Attending the wedding of Armand's luminously virginal sister, Marguerite extinguishes the white of her dress with a black bonnet and stole, to which she subsequently adds a black pelisse that might as well be a shroud. (White, after all, is for untouched brides, whom a wedding's witnesses are forbidden to rival.) These cover-ups, very Victorian, are the only ugly garments in the film. Restitution will be made for this incursion by Garbo's final costume, a pure white nightdress designer-cut for a saint. Standing to greet the lover returned to her at the last moment, the expiring heroine tucks a single white camellia into its waistband. In the black and white film the petals edging the blossom suggest the black borders on the creamy letter paper the Victorians used for death announcements and ensuing condolences.
Meanwhile, at the end of the scene in which, breaking her heart, Marguerite sends Armand away by telling him she prefers the man who formerly kept her, she wraps an enormous length of white fabric around her, turning her body into a narrow fluted column, a premonition of an effigy on a tombstone.
Now comes the passage I had been anticipating so eagerly.

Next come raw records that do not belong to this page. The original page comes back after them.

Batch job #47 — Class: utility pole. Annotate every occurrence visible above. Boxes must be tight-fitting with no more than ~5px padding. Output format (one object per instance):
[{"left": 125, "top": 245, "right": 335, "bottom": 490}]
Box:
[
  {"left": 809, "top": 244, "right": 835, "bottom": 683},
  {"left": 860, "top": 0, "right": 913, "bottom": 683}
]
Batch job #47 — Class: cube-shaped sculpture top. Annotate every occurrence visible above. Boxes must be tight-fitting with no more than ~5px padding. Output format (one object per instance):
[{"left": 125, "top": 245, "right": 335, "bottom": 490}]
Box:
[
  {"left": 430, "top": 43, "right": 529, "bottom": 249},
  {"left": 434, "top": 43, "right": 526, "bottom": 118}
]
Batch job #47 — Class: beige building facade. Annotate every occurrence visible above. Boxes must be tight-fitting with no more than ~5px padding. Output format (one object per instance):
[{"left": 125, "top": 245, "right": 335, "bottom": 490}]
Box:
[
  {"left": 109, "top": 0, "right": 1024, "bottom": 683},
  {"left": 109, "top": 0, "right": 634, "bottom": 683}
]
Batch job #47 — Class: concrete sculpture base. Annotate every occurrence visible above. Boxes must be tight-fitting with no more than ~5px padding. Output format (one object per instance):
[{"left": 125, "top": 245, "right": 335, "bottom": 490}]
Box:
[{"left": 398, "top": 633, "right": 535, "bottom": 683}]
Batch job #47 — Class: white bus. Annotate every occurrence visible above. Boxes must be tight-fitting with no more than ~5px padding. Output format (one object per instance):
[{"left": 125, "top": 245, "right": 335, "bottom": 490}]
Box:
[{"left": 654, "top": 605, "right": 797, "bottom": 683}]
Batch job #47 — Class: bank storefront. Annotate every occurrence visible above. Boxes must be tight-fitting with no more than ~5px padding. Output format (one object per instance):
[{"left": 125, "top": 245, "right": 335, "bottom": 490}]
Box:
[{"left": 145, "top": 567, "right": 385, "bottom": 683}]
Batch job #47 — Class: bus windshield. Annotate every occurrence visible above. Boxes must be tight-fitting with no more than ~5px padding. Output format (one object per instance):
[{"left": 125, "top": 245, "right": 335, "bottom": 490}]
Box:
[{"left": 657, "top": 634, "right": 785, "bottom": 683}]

Having renounced her liaison with Armand, Marguerite has returned to the lover who previously supported her hectic life in the demimonde. She appears with her protector at a raucous soiree, where Armand, returned, encounters her just as she is being insulted by her escort. All cool subtlety, Armand reprimands his unworthy rival, then triumphs over him at the gaming table, making a killing at his expense. Then, in bitterness and barely contained rage, he hurls the money he has won at Marguerite, so that the huge, crumpled bills spill down the length of her dress.
I assumed that, in this scene, Garbo would be wearing the gown I'd fallen in love with at FIT. But no. She's dressed in a gaudily elaborated version of it—the paillettes scintillating everywhere, the decoration on the bodice amped up, the black tulle that had been confined to the sleeves not merely augmented and fluffed out there but also extended over the entire garment, closely wrapping the gown and, by implication, the body, like the netting used to surround an offering of luxurious chocolates. Undeniably, this version of the costume is metaphorically correct. On the surface, Marguerite has been reduced to the status of luxury goods, available to anyone who can afford her. But the costume used in the film neglects the pathos of her situation, while the gown on display at FIT, grasping it so truly, is not merely beautiful but deeply touching as well. Of course, even to consider my claim, you have to believe that a dress—nothing more than a few yards of cunningly cut black velvet, a little jet tulle, and a shower of sparkles—can have emotionally persuasive power. The proposition can't be argued. It has to be succumbed to.